Rifampicin on activity of mephenytoin 4′-hydroxylase

The enzyme (CYP2C19) that 4′-hydroxylates S- mephenytoin (S-MP) is a genetically polymorphic cytochrome P450. Based on the activity of CYP2C19, individuals are phenotyped as extensive metabolizers (EM) and poor metabolizers (PM). S-MP is extensively metabolized in EMs; this results in a lower S/R ratio measured in EMs than that in PMs. The PM phenotype is inherited as a Mendelian autosomal recessive trait involving two alleles at a single gene locus. Recently, two genetic mutations (m1 and  m2 ) have been found to result in PM of S-MP. The m1 mutation, caused by a single base pair (G→A) mutation in exon 5 corresponding to base pair 681 of the cDNA, creates an aberrant splice site. This defect accounts for 75–85% of Caucasian and Japanese PMs. The  m2 mutation consisting of a G→A transition at base 636 has been found only in Oriental populations. It is well known that some of the enzymes in P4502C subfamily (including CYP2C19) can be induced in both animals and humans; also, chronic use of mephenytoin causes autoinduction. Treating EMs and PMs of S-MP with rifampicin, using mephenytoin as a probe, we previously reported that CYP2C19 activity was inducible in EMs but not in PMs. Recently we found that some of the PMs of S-MP whose genotypes were defined as m1/m1 or m1/m2 excreted as much as 8% of the dose as 4′-OH-MP. In addition, the S/R mephenytoin ratio of those m1 mutation heterozygous was lower than that of  m2 mutation heterozygou. These data suggest that the activity of 4′-hydroxylase of those heterozygous with m1 mutation is different from that of heterozygous with  m2 mutation. Moreover, the mephenytoin S/R ratio of the heterozygous (wt/m1 and wt/m2 ) is slightly higher than that of homozygous (wt/wt), indicating that genetics affects the 4′-hydroxylation of S-MP. Therefore, we hypothesize that the activity of 4′-hydroxylase in PMs with m1 mutation may not be lost completely and consequently its activity in these PMs should be inducible and the induction may be related to gene dose. The study was designed to test this hypothesis.

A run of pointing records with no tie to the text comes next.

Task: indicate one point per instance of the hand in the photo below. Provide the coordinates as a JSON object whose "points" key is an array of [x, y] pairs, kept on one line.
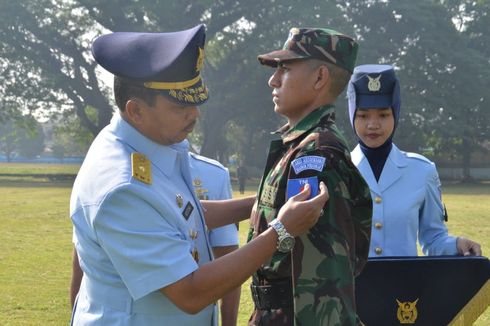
{"points": [[299, 213], [467, 247]]}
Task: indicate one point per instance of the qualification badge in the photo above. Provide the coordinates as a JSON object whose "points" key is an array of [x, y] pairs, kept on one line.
{"points": [[200, 191], [141, 168], [195, 255]]}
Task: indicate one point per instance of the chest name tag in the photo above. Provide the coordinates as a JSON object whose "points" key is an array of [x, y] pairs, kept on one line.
{"points": [[295, 186], [141, 168], [308, 163], [187, 210]]}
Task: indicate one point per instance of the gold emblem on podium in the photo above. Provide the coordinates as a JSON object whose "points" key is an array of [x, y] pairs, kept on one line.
{"points": [[407, 312]]}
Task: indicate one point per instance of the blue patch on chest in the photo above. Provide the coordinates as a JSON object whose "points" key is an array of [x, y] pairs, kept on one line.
{"points": [[311, 162], [295, 186]]}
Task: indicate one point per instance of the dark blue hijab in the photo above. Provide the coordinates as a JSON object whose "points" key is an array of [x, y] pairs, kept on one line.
{"points": [[372, 87]]}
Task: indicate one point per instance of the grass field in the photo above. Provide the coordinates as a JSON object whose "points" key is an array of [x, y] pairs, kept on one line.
{"points": [[35, 243]]}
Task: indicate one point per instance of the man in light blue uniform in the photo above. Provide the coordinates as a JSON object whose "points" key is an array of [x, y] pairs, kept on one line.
{"points": [[405, 187], [211, 180], [139, 229]]}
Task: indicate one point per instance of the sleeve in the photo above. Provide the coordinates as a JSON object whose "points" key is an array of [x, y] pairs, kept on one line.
{"points": [[433, 233], [226, 235], [336, 247], [142, 239]]}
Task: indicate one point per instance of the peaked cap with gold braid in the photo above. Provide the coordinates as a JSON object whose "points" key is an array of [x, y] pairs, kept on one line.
{"points": [[168, 62]]}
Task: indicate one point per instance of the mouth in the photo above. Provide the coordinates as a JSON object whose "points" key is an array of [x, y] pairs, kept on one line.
{"points": [[275, 98], [373, 136]]}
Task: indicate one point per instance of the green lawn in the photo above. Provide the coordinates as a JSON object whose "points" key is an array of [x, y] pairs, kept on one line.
{"points": [[35, 245]]}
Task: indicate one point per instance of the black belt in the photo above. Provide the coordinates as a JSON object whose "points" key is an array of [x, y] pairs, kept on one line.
{"points": [[272, 296]]}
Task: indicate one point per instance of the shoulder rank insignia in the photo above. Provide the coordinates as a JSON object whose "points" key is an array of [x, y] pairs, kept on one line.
{"points": [[141, 168]]}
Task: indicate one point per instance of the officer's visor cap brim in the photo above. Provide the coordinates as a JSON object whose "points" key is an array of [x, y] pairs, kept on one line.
{"points": [[272, 59]]}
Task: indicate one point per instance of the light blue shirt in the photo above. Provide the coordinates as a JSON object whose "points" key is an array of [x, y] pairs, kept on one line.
{"points": [[134, 238], [406, 206], [211, 180]]}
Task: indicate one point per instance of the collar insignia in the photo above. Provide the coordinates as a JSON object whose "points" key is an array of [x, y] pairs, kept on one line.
{"points": [[141, 168]]}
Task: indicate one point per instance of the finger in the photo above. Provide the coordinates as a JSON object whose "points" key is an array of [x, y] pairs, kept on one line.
{"points": [[476, 249], [322, 196], [304, 194]]}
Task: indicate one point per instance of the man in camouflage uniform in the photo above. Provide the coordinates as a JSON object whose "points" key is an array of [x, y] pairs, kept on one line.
{"points": [[314, 283]]}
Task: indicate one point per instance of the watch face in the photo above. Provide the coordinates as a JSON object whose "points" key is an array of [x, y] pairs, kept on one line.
{"points": [[286, 244]]}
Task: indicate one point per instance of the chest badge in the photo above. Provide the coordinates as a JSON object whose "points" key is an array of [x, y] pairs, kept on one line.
{"points": [[187, 210], [179, 200], [200, 191], [141, 168], [310, 162]]}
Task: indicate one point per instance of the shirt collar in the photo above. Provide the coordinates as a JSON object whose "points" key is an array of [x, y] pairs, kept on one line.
{"points": [[307, 123]]}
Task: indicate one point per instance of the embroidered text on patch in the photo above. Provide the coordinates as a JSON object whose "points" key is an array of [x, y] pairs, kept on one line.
{"points": [[308, 163]]}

Seven male Chinese EMs of S-MP and five PMs with m1 mutation whose genotype was defined in previous studies, aged 19 to 22 (21±1 years, mean±s.d.), weighing 54 to 75  kg (58.9±6.2  kg) were enrolled in the study. No subject had had recent illness, and none had taken drugs for at least 2 weeks prior to or during the study. No subject had any abnormalities on physical examination or any biochemical evidence of renal or hepatic disorders. Four of the EMs were genotyped as homozygous (wt/wt), three as heterozygous (two as wt/m1 and one as wt/m2 ); four of the PMs were genotyped as m1/m1, one as m1/m2. The study protocol was approved by the Ethics Committee of Hunan Medical University and written consent was obtained from the subjects.

After an overnight fast, all the subjects took 100  mg racemic mephenytoin (Mesantoin®, Sandoz Pharmaceuticals, Inc.). 0–8  h and 8–24  h urine were collected and the volume was measured. Urine samples were stored at −15°  C until assayed. From the second day on, every subject received 300  mg rifampicin (Rifampicin Capsule, 150  mg/capsule, pitch number: 950106, Xinyang Pharmaceuticals of Henan Province, PRC) daily for 22 days and racemic mephenytoin was again administered along with the final dose of rifampicin, urine samples were collected and stored in the same way as mentioned above.

The 0–8  h urinary mephenytoin S/R ratio was measured by gas chromatography. The amount of 4′-OH-MP excreted in the 0–8  h and 8–24  h urine was determined by high performance liquid chromatography.

The data were analyzed by paired t-test and rank sum test with P<0.05 as the minimal level of statistical significance.